By Taiwo Ogunmola-Omilani, Lagos –
Petroleum and Natural Gas Senior Staff Association of Nigeria (PENGASSAN) has called on the Federal Government to settle all debts allegedly owed oil marketers to avert mass sack of workers in the sector.
The senior staff trade union made the call against the backdrop of the threat by the marketers to embark on massive retrenchment of their employees if the government refused to settle the over N720 billion subsidy arrears.
According to the union such step will engender growth of not only the downstream sector but all sectors of the oil and gas industry and develop the nation’s economy.
The debts, according to the marketers, was the outstanding subsidy owed on the importation of petroleum products, accrued interest on loans from banks and exchange rate differential, which made them to halt importation of refined petroleum products leaving only the Nigerian National Petroleum Corporation (NNPC) doing the business.
PENGASSAN said if the government is genuinely interested in the growth of the downstream sector and want to attract more investments in the sector, which is almost moribund, then it should pay the debts owed the marketers.
In a statement signed by the PENGASSAN National Public Relations Officer, Comrade Fortune Obi, it said the government should try as much as possible to verify the authenticity of the claims by the oil marketers and ensure quick settlement of the genuine debts.
“The government should try to separate the genuine claims by the importers from spurious one and pay them because we will not like to be engulfed in the mistakes of the past where briefcase marketers milked the nation through dubious subsidy claims.
“A situation where the workers in the industry bear the inability of the government to honour its obligations as part of the importation deal will be unfair and unacceptable to our Association.
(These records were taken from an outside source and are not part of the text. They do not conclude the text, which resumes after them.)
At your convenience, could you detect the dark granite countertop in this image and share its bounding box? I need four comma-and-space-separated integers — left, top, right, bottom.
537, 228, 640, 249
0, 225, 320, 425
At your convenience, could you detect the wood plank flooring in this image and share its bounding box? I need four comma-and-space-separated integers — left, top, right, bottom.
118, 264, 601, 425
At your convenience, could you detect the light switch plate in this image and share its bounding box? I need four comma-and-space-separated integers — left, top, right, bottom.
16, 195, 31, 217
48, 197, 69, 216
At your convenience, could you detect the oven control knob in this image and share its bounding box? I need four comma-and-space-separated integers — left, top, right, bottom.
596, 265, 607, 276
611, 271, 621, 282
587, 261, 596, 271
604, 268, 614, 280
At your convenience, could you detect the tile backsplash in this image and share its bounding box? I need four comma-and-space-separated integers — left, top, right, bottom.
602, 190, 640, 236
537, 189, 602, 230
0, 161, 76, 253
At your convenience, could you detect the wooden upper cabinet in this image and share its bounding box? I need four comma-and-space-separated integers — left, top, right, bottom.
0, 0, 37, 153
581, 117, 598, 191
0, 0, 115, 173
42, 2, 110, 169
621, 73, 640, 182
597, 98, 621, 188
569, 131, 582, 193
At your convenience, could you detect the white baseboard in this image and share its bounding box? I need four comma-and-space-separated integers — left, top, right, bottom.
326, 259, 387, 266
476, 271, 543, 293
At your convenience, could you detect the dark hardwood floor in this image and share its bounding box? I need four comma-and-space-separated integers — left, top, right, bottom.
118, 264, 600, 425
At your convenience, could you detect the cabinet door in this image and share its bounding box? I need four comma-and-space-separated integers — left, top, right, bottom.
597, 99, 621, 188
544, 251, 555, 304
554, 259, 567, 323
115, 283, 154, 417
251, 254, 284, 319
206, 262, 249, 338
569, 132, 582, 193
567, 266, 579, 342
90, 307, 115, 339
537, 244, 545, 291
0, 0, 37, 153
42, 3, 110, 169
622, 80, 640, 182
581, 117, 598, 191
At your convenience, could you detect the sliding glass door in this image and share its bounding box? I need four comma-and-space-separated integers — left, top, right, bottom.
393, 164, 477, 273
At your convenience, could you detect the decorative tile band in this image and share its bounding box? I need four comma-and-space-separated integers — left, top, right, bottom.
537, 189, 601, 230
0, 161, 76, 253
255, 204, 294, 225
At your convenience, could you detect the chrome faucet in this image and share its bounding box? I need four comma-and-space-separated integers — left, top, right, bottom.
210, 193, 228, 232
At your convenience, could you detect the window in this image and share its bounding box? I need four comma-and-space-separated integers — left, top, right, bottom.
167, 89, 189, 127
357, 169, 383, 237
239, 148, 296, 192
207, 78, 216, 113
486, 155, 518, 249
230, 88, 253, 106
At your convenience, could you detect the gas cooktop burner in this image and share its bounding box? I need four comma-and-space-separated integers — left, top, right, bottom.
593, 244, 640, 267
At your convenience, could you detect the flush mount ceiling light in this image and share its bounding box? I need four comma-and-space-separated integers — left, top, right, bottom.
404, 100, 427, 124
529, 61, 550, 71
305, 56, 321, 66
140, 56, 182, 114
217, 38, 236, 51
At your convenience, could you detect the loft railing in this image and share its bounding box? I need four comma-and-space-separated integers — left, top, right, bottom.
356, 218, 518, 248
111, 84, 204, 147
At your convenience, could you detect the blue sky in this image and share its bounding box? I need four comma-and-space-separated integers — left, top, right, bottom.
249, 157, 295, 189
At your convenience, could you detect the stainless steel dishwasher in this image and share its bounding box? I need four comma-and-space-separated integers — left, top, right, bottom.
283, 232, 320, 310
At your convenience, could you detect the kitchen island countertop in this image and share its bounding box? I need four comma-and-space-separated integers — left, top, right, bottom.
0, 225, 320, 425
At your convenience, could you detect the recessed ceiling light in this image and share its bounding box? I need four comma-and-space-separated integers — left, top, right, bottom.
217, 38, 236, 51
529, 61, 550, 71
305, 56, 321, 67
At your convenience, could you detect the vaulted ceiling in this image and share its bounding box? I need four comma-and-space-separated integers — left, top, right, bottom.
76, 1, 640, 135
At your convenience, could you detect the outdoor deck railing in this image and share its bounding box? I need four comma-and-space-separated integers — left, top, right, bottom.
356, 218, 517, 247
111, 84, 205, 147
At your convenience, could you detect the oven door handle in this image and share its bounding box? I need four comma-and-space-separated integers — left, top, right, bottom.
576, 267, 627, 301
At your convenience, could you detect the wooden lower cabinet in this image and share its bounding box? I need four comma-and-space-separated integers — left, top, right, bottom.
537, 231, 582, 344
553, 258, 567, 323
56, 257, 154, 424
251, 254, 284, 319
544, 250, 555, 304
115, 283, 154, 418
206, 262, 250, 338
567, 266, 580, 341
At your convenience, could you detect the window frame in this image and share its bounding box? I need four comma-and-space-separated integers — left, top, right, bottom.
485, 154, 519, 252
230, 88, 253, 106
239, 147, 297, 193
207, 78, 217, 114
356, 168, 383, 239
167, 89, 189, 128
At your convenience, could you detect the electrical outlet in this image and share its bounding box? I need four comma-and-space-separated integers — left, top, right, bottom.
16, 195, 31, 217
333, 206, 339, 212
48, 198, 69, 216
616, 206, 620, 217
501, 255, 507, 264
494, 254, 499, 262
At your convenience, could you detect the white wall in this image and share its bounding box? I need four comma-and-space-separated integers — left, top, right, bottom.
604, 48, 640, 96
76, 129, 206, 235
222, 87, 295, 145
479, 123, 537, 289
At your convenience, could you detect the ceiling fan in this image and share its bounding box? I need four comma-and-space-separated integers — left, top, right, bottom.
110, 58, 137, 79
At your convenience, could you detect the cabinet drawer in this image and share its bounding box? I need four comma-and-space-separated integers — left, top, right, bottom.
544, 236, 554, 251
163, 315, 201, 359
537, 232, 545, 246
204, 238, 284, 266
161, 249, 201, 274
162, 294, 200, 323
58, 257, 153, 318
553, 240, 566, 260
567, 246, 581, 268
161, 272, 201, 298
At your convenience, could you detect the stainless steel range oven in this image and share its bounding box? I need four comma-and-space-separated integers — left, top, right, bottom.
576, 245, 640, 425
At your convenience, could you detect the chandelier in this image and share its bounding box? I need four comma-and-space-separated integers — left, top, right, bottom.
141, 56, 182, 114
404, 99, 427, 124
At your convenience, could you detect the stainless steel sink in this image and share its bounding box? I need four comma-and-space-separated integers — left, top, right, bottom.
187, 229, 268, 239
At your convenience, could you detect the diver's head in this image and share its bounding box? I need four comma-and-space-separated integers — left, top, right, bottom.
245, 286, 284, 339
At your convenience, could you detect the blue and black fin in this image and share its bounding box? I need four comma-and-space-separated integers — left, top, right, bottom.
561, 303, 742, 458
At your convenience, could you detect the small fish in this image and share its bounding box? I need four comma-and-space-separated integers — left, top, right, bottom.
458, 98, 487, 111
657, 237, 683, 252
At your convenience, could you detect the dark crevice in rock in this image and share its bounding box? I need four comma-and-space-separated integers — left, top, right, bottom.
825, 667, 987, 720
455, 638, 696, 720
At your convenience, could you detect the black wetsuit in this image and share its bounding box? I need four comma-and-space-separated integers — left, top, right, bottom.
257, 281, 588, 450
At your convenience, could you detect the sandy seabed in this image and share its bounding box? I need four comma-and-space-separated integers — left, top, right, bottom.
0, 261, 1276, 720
This is against the President Muhammadu Buhari’s administration major policy of job creation.
“As a responsible trade union, as much as we will support any move by the government to end subsidy regime and spurious claims by the marketers, we are also canvassing for the payment of debts that can hinder the growth of the downstream sector and attract investments into the sector.”
He noted that in the last five years, workforce in the downstream sector, especially the marketing sub sector have depleted by over 70 per cent, adding, “most of them were thrown to the already over-bloated labour market.”